In dat opzicht zou het jammer zijn als de studie Ministers voor de schone schijn?, die kort voor de uitbraak van de coronapandemie in Amsterdam op de (digitale) markt kwam, niet tot een groter publiek zou doordringen. Al was het maar omdat die beoogde het wetenschappelijk verantwoord bewijs te leveren dat Nederland zich in de tweede helft van de afgelopen eeuw had opgeworpen als gidsland in de reorganisatie van de wereld naar het beginsel gelijke monniken gelijke kappen.
Het woord ministers in de titel slaat op vijf politici die in de periode 1965-1981 als minister met een speciale opdracht, namelijk ‘voor ontwikkelingssamenwerking’, deel uitmaakten van opeenvolgende regeringen en dus opereerden in het centrum van de staatsmacht.
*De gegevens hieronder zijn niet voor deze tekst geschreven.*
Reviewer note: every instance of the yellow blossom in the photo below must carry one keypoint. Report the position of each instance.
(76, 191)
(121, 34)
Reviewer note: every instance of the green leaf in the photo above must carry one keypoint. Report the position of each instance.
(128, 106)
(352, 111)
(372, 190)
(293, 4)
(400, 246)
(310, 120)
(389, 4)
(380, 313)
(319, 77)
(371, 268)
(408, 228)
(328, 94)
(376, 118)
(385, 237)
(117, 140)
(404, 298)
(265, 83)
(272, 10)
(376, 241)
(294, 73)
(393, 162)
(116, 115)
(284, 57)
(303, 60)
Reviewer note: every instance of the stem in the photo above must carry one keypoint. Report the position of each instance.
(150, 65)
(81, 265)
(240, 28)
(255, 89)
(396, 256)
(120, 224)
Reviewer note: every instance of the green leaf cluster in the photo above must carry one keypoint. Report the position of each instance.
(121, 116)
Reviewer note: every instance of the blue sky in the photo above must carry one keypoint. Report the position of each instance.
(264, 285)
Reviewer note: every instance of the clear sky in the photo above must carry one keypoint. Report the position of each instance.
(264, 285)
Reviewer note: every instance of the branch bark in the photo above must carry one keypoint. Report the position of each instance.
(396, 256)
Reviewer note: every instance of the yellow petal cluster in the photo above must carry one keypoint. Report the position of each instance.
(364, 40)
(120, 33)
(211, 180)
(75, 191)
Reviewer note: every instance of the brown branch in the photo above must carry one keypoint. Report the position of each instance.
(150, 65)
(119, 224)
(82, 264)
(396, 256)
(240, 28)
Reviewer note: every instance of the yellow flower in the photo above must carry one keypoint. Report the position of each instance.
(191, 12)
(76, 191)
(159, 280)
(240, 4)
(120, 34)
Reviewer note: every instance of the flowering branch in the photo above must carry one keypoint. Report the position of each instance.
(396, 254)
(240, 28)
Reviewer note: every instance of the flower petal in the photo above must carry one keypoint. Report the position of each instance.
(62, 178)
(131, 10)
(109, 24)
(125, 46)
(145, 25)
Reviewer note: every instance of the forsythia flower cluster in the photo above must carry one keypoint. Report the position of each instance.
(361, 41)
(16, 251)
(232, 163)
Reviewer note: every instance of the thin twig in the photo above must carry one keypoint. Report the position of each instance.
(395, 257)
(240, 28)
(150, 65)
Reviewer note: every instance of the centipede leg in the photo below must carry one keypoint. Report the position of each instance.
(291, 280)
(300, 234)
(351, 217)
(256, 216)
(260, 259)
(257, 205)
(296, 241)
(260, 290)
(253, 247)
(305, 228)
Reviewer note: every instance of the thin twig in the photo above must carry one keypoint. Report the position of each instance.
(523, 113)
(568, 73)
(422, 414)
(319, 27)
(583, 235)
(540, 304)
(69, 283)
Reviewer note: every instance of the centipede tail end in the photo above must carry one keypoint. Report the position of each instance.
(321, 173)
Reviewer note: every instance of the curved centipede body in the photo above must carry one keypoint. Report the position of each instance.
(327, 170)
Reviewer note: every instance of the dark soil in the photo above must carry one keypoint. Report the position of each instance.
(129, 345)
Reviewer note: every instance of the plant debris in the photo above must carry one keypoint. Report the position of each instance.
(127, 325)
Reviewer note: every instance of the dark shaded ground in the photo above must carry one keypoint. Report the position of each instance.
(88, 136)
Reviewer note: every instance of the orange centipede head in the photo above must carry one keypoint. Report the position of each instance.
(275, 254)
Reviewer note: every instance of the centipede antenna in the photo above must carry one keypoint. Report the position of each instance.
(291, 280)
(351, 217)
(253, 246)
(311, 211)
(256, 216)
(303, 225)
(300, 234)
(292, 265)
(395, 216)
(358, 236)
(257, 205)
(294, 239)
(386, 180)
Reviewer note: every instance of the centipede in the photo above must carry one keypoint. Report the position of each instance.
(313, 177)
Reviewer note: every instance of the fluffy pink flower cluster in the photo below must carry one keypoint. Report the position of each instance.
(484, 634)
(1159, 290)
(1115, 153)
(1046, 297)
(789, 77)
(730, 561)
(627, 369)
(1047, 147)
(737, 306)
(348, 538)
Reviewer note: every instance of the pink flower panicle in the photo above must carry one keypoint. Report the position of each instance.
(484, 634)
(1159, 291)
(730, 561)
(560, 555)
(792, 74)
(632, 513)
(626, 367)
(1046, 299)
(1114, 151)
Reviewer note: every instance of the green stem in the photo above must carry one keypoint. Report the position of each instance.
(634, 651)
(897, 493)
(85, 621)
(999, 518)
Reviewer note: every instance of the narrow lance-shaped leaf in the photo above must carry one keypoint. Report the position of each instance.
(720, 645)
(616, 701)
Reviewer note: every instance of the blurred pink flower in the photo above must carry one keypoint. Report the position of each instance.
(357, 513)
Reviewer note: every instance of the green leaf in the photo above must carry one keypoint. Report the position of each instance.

Vijf mannen uit verschillende partijen: Bot, Udink, Boertien, Pronk en De Koning.
Ontwikkelingseconoom Huub Coppens (1941), de auteur, had er met zijn neus bovenop gestaan en toen in het begin van dit millennium het beleidsterrein zodanig gekrompen was dat een staatssecretaris werd geacht de was te kunnen doen, besloot hij terug te komen op die periode. Met als hoofdvraag: zijn ze er destijds in geslaagd de ontwikkelingshulp op staatsniveau zodanig in te kleden en uit te voeren dat daadwerkelijk – vandaar het vraagteken in de titel – werd bijgedragen aan het lot van de armste mensen in ontwikkelingslanden?
Geen wonder dat het antwoord hem twintig jaar heeft gekost: 1058 pagina’s (20 voorafgaande in Romeinse cijfers niet meegerekend), zowel online leesbaar als gemakkelijk te downloaden op een aparte site en zonder voorafgaande toestemming te delen met derden.
Als fundamenteel uitgangspunt bedacht Coppens een meetlat ofwel, in zijn vocabulaire, denk- en handelingsmodel met de naam Pro-Ontwikkeling (PO). Diep in zijn hart is dat, zo bekent hij in een voetnoot, gebaseerd op de toepassing van naastenliefde, solidariteit en vredelievendheid. Op het niveau van een nationale regering betekent het – binnen het geheel van overheidstaken – maximale gerichtheid op ‘de emancipatie van arme landen en de behoeften van de armste mensen in die landen’.
De tegenpool van dergelijk beleid is gebaseerd op wat Coppens ijkte als het Pro-Domo-model. Daarbij laat een regering zich primair leiden door eigenbelang op korte termijn en krijgen ontwikkelingslanden als zodanig geen speciale behandeling. De Amerikaanse oud-president Trump was in zijn ogen dat model ten voeten uit.
Aan de hand van de PO-meetlat heeft Coppens minutieus de handel en wandel van de vijf genoemde ministers en, indirect, ook de betrokken kabinetten doorgelicht, gekeurd, gewikt en gewogen. Om tot de conclusie te komen dat de vijf bewindslieden zelf wel doordrongen waren geweest van hun hoog verheven taak en heel wat hadden bereikt, maar toch in eigen land nogal wat steken hadden laten vallen en internationaal niet opgewassen waren gebleken tegen het pro-domodenken van met name de grotere rijke landen en de onderlinge verdeeldheid van de arme landen.
Met duidelijke tegenzin stelt Coppens ten slotte (p. 992) vast dat bij het vertrek van De Koning het PO-denken zijn langste tijd had gehad en de talloze internationale verklaringen, ontmoetingen en rapporten uiteindelijk voor de armen in de wereld bitter weinig hadden opgeleverd.
Sindsdien is er, vindt hij, ’structureel’ wel het een en ander verbeterd. Tegelijkertijd kan hij er niet omheen dat de tegenstelling tussen arm en rijk is blijven groeien. Daarom acht hij zich in ieder geval geroepen ‘nieuwe vragen te stellen om betere antwoorden te krijgen en de kans op effectiever beleid in de toekomst te vergroten’. Frappez toujours!